Data Pitfalls

Multiple sources for one statistic

Consider the followin query without source information.

from datenguidepy import Query

q = Query.region('01')
q.add_field('BEVSTD')
result_df = q.results()
result_df.head().iloc[:,:4]

id

name

year

BEVSTD

0

01

Schleswig-Holstein

1995

2725461

1

01

Schleswig-Holstein

1996

2742293

2

01

Schleswig-Holstein

1997

2756473

3

01

Schleswig-Holstein

1998

2766057

4

01

Schleswig-Holstein

1998

2766057

As can be seen in the results the value for 1998 appears twice. The reason is that the values come from different sources. This is the reason why sources are part of the results by default. When one encounters unexpected values it is a good idea to check sources for uniqueness.

It is also important to not that different sources may actually report different values for the same year, unlike the example above.

Changing region ids

Sometmes region ids change at a point in time without an apparent reason. For example when looking for an id for the small town Binz one finds two distinct ids.

from datenguidepy import get_regions

reg = get_regions()
reg[reg.name.str.contains('Binz',case=False)]

region_id

name

level

parten

13061005

Binz

lau

13061

13073011

Binz

lau

13073

08336008

Binzen

lau

08336

If one uses these ids to query data one id will deliver data until 2010 and the other starting from 2011. The reason is an administrative change on the county level (nuts3), which is one level higher in the region hierarchy. Looking at the parents for the above results one finds the following.
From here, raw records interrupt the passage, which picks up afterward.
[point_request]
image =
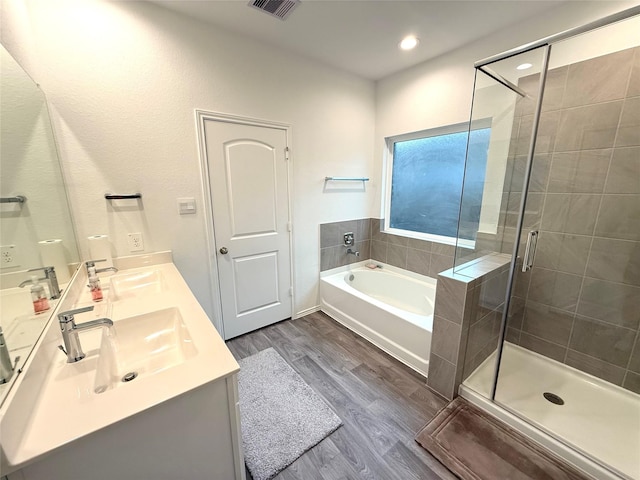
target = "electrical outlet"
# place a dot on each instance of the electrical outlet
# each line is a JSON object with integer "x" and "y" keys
{"x": 9, "y": 256}
{"x": 134, "y": 240}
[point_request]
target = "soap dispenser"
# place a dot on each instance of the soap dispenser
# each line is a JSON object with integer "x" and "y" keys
{"x": 94, "y": 285}
{"x": 38, "y": 296}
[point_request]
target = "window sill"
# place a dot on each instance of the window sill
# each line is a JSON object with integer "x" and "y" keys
{"x": 470, "y": 244}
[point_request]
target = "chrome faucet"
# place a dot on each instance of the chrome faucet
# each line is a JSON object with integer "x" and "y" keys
{"x": 50, "y": 277}
{"x": 70, "y": 329}
{"x": 6, "y": 367}
{"x": 92, "y": 263}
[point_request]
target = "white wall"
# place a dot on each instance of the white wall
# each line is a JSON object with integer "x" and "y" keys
{"x": 439, "y": 92}
{"x": 124, "y": 79}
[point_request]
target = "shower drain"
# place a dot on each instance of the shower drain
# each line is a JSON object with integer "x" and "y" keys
{"x": 129, "y": 376}
{"x": 553, "y": 398}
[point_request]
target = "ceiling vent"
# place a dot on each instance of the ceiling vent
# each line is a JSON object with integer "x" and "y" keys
{"x": 277, "y": 8}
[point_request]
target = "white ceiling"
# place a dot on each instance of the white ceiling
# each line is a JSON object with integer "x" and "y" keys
{"x": 362, "y": 36}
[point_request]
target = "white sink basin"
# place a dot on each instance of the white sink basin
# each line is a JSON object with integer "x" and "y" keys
{"x": 140, "y": 346}
{"x": 136, "y": 285}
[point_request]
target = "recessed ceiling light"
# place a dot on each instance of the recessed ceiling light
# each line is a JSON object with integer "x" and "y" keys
{"x": 409, "y": 42}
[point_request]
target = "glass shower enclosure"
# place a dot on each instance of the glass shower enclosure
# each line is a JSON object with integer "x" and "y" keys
{"x": 561, "y": 203}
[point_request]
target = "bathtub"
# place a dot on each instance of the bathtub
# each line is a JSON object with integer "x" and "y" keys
{"x": 390, "y": 307}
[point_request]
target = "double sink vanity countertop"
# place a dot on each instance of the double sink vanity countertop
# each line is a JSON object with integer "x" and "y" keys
{"x": 160, "y": 331}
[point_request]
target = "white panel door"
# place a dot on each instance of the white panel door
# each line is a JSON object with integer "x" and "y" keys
{"x": 250, "y": 203}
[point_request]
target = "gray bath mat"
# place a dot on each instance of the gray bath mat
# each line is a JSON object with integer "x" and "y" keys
{"x": 281, "y": 416}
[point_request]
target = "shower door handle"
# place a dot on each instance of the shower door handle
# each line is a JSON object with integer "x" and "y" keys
{"x": 530, "y": 250}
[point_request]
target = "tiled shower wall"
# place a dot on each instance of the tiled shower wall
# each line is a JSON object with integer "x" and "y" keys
{"x": 580, "y": 304}
{"x": 419, "y": 256}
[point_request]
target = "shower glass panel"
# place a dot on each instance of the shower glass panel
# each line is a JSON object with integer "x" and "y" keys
{"x": 566, "y": 359}
{"x": 503, "y": 105}
{"x": 571, "y": 360}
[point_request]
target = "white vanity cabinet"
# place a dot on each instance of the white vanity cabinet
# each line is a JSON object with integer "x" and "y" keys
{"x": 178, "y": 419}
{"x": 188, "y": 437}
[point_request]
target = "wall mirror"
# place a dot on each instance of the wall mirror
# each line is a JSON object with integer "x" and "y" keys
{"x": 36, "y": 227}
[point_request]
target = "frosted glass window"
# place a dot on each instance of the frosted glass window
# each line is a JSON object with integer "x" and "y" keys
{"x": 426, "y": 182}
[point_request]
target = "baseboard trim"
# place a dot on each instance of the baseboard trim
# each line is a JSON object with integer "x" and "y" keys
{"x": 307, "y": 311}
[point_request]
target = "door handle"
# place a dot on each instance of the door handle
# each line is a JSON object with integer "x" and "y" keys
{"x": 530, "y": 250}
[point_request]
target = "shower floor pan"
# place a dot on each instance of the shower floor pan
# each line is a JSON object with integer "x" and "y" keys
{"x": 598, "y": 419}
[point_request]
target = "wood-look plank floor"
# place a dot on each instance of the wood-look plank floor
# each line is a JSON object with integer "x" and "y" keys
{"x": 382, "y": 403}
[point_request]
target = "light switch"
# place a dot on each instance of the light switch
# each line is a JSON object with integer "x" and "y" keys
{"x": 186, "y": 206}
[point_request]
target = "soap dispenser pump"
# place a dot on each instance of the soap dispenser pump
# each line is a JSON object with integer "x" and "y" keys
{"x": 94, "y": 285}
{"x": 38, "y": 296}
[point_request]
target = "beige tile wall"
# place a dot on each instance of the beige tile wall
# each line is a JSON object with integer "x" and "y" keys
{"x": 466, "y": 323}
{"x": 581, "y": 302}
{"x": 419, "y": 256}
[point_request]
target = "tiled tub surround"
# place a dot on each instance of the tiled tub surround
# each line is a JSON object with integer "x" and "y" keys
{"x": 580, "y": 305}
{"x": 466, "y": 323}
{"x": 418, "y": 256}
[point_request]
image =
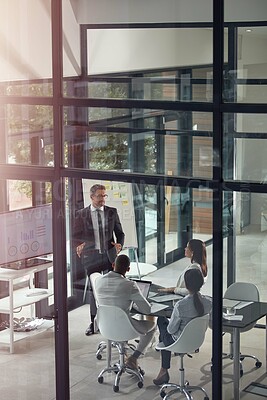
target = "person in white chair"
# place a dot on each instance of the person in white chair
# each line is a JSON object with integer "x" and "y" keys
{"x": 115, "y": 289}
{"x": 191, "y": 306}
{"x": 196, "y": 251}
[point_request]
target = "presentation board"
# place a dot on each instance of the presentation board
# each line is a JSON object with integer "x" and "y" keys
{"x": 26, "y": 233}
{"x": 120, "y": 196}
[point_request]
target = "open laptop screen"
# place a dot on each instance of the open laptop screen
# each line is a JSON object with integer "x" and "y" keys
{"x": 144, "y": 286}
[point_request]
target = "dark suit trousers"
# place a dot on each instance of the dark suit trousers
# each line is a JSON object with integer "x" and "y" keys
{"x": 93, "y": 261}
{"x": 167, "y": 339}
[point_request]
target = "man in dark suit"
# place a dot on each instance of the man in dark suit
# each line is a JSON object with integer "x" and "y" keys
{"x": 100, "y": 238}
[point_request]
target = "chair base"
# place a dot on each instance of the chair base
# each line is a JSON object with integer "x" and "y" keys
{"x": 185, "y": 389}
{"x": 230, "y": 356}
{"x": 102, "y": 346}
{"x": 120, "y": 368}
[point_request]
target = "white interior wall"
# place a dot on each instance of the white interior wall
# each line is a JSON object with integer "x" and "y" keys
{"x": 25, "y": 37}
{"x": 130, "y": 11}
{"x": 26, "y": 42}
{"x": 124, "y": 50}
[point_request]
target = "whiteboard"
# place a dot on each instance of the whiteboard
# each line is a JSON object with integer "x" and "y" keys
{"x": 120, "y": 196}
{"x": 26, "y": 233}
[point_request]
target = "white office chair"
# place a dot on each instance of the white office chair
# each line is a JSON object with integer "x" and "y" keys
{"x": 189, "y": 341}
{"x": 115, "y": 325}
{"x": 246, "y": 292}
{"x": 104, "y": 345}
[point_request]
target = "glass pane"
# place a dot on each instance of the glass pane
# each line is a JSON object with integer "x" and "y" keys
{"x": 246, "y": 81}
{"x": 244, "y": 249}
{"x": 26, "y": 281}
{"x": 28, "y": 135}
{"x": 168, "y": 77}
{"x": 245, "y": 137}
{"x": 171, "y": 143}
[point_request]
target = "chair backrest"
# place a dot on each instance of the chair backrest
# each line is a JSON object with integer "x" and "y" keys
{"x": 114, "y": 324}
{"x": 93, "y": 277}
{"x": 242, "y": 291}
{"x": 192, "y": 336}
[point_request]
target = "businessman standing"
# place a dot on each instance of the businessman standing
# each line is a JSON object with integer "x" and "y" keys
{"x": 99, "y": 237}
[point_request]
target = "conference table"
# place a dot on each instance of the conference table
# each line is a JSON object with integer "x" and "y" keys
{"x": 251, "y": 312}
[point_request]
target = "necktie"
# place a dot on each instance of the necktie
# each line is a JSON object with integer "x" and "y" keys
{"x": 101, "y": 233}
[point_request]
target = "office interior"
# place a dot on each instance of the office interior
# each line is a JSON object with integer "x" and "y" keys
{"x": 169, "y": 98}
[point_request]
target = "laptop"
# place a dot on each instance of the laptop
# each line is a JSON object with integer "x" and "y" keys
{"x": 144, "y": 287}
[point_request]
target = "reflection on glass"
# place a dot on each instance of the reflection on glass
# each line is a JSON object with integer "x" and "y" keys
{"x": 147, "y": 141}
{"x": 29, "y": 135}
{"x": 245, "y": 137}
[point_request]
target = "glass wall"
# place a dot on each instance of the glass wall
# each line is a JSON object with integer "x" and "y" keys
{"x": 140, "y": 98}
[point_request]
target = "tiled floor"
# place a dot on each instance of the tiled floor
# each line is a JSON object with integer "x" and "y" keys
{"x": 29, "y": 373}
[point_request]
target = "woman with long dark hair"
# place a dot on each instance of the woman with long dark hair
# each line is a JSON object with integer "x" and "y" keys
{"x": 196, "y": 251}
{"x": 191, "y": 306}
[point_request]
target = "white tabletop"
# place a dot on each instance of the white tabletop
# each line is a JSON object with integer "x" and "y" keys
{"x": 144, "y": 268}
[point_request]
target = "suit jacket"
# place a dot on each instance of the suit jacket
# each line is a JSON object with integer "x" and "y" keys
{"x": 84, "y": 232}
{"x": 114, "y": 289}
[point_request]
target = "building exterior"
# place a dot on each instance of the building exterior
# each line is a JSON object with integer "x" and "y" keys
{"x": 168, "y": 96}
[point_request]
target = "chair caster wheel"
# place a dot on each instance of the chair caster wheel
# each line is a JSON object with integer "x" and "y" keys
{"x": 142, "y": 372}
{"x": 116, "y": 388}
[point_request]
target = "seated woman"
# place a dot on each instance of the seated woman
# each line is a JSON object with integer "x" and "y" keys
{"x": 192, "y": 306}
{"x": 196, "y": 251}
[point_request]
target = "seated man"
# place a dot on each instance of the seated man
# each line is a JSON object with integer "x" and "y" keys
{"x": 114, "y": 289}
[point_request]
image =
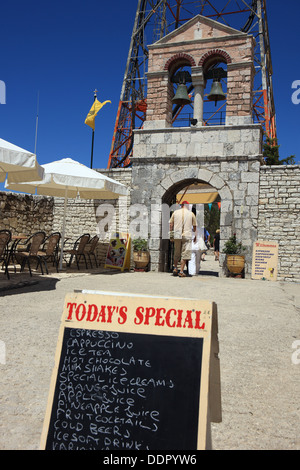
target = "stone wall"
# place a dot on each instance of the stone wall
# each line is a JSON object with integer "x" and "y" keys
{"x": 26, "y": 214}
{"x": 226, "y": 157}
{"x": 279, "y": 216}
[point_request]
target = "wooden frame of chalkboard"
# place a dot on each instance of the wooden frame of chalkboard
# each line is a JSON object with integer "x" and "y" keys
{"x": 133, "y": 373}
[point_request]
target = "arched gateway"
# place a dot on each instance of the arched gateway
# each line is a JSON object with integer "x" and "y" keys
{"x": 227, "y": 157}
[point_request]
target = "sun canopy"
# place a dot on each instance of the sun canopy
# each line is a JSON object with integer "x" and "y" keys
{"x": 69, "y": 178}
{"x": 18, "y": 164}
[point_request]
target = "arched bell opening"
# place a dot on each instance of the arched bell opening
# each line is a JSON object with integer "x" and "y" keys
{"x": 183, "y": 97}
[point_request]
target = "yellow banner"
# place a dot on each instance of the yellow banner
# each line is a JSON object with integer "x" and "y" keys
{"x": 90, "y": 119}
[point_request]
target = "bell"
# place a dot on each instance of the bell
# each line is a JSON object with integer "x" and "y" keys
{"x": 181, "y": 97}
{"x": 216, "y": 92}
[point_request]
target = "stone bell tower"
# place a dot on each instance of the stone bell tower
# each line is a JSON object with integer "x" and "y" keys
{"x": 227, "y": 157}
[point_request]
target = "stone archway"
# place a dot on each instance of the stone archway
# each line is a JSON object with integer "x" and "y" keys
{"x": 179, "y": 179}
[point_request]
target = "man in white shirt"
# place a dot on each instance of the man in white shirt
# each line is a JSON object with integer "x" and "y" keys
{"x": 183, "y": 223}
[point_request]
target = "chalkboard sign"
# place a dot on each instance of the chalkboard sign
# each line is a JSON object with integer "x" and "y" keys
{"x": 265, "y": 260}
{"x": 132, "y": 373}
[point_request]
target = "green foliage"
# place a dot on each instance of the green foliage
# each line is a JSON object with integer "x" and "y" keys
{"x": 140, "y": 244}
{"x": 232, "y": 247}
{"x": 271, "y": 153}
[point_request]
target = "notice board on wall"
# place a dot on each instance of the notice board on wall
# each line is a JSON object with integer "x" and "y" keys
{"x": 265, "y": 260}
{"x": 133, "y": 373}
{"x": 118, "y": 252}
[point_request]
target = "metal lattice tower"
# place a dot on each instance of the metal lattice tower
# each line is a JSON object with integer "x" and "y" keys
{"x": 155, "y": 19}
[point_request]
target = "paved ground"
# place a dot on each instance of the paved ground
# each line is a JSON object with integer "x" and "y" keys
{"x": 258, "y": 326}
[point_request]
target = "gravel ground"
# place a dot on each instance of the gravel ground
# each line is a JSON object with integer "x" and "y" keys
{"x": 258, "y": 325}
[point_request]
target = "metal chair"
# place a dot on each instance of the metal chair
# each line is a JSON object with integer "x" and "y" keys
{"x": 50, "y": 250}
{"x": 78, "y": 250}
{"x": 90, "y": 249}
{"x": 34, "y": 242}
{"x": 5, "y": 237}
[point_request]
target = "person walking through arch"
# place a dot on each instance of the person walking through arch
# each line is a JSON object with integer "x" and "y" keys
{"x": 183, "y": 223}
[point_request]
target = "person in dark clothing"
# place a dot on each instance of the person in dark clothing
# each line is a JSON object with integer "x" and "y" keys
{"x": 217, "y": 245}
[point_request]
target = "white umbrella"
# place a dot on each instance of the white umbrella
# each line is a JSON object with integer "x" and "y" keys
{"x": 18, "y": 164}
{"x": 68, "y": 178}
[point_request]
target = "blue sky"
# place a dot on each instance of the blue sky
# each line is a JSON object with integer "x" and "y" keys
{"x": 63, "y": 50}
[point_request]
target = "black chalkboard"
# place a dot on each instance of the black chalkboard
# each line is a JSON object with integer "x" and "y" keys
{"x": 126, "y": 391}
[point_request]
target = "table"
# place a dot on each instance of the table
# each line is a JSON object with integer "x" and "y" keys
{"x": 15, "y": 240}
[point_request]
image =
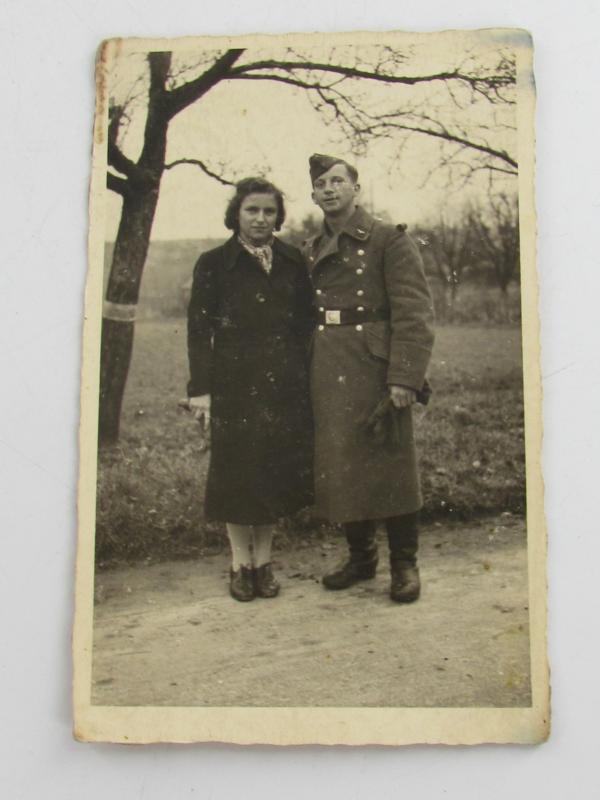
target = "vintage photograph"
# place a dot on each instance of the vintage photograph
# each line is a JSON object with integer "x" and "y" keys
{"x": 310, "y": 503}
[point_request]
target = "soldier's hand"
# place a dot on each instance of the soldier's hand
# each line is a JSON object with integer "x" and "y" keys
{"x": 200, "y": 408}
{"x": 402, "y": 396}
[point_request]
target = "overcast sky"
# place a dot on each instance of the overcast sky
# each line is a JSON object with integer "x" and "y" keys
{"x": 269, "y": 128}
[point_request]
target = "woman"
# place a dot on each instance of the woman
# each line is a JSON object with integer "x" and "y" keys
{"x": 249, "y": 325}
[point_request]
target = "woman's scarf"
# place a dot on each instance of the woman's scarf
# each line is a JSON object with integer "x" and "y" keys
{"x": 263, "y": 253}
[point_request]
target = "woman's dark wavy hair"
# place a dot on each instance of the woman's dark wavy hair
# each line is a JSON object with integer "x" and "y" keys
{"x": 252, "y": 186}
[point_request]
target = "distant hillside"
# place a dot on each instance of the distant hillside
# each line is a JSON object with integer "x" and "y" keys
{"x": 168, "y": 269}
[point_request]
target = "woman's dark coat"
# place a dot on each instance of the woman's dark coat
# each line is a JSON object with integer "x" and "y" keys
{"x": 248, "y": 334}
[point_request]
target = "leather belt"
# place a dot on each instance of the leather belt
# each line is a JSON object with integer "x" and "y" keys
{"x": 350, "y": 316}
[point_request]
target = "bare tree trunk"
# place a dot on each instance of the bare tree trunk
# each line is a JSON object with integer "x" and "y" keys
{"x": 504, "y": 307}
{"x": 131, "y": 248}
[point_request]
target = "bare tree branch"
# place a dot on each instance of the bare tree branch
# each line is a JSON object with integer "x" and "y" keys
{"x": 450, "y": 137}
{"x": 197, "y": 163}
{"x": 478, "y": 82}
{"x": 182, "y": 96}
{"x": 116, "y": 158}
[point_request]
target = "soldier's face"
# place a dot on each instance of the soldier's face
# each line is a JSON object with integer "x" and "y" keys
{"x": 258, "y": 216}
{"x": 335, "y": 192}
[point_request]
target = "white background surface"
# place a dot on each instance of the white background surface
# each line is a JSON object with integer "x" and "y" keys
{"x": 47, "y": 52}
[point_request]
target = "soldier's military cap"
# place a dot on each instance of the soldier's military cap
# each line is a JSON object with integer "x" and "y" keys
{"x": 319, "y": 164}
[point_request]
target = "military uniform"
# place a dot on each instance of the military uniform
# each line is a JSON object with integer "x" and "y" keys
{"x": 374, "y": 330}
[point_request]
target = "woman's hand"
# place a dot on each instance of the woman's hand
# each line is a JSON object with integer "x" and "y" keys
{"x": 402, "y": 396}
{"x": 200, "y": 408}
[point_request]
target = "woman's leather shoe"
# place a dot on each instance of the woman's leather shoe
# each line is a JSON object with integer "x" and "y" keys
{"x": 265, "y": 584}
{"x": 406, "y": 585}
{"x": 241, "y": 586}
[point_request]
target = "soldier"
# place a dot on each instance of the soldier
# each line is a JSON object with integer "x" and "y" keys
{"x": 371, "y": 350}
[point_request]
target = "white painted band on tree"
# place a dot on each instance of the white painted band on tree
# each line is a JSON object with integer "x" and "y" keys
{"x": 119, "y": 312}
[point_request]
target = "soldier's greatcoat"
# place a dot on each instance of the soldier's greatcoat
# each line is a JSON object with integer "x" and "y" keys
{"x": 369, "y": 266}
{"x": 248, "y": 335}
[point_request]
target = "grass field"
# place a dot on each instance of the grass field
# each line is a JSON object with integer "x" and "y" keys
{"x": 470, "y": 439}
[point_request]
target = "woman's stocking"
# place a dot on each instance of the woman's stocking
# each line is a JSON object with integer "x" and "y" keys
{"x": 239, "y": 538}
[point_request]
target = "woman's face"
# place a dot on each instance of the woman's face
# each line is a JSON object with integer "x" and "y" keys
{"x": 258, "y": 215}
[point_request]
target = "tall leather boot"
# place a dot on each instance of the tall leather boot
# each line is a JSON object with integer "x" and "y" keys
{"x": 362, "y": 562}
{"x": 403, "y": 539}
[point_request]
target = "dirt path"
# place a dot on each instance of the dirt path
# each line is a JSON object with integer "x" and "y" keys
{"x": 169, "y": 634}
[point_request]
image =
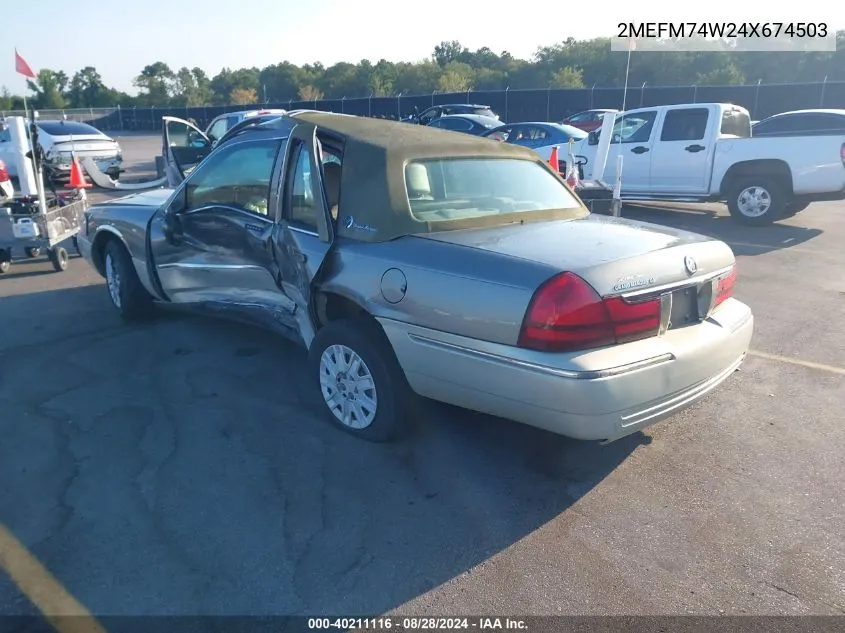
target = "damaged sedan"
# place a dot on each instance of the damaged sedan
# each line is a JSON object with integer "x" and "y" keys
{"x": 415, "y": 262}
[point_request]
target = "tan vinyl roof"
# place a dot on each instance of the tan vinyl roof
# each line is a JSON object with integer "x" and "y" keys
{"x": 374, "y": 203}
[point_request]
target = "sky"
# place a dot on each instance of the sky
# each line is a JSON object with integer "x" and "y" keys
{"x": 120, "y": 38}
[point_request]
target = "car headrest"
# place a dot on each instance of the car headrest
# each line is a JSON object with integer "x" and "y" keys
{"x": 419, "y": 186}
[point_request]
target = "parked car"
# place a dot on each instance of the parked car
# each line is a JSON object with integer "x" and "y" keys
{"x": 705, "y": 152}
{"x": 541, "y": 137}
{"x": 467, "y": 123}
{"x": 221, "y": 124}
{"x": 588, "y": 120}
{"x": 411, "y": 261}
{"x": 801, "y": 123}
{"x": 434, "y": 112}
{"x": 6, "y": 189}
{"x": 58, "y": 139}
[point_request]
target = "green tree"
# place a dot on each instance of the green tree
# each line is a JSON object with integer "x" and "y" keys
{"x": 155, "y": 80}
{"x": 49, "y": 88}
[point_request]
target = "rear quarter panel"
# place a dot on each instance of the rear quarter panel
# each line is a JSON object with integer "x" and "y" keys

reg[(reg.index == '13061') | (reg.index == '13073')]

region_id

name

level

partent

13061

Landkreis Rügen

nuts3

130

13073

Landkreis Vorpommern-Rügen

nuts3

130

This reflects the administrative change that happened in 2011. On the county level. Because region ids reflect the hierarchy reflect the region hierarchy such a change causes all subregions to get new ids. Therefore Binz appears twice in the list of all regions.

Most of the time such a situation can be resolved with the help of the region name. But sometimes it might be a little more difficuilt if the id change coincides with a slight name change.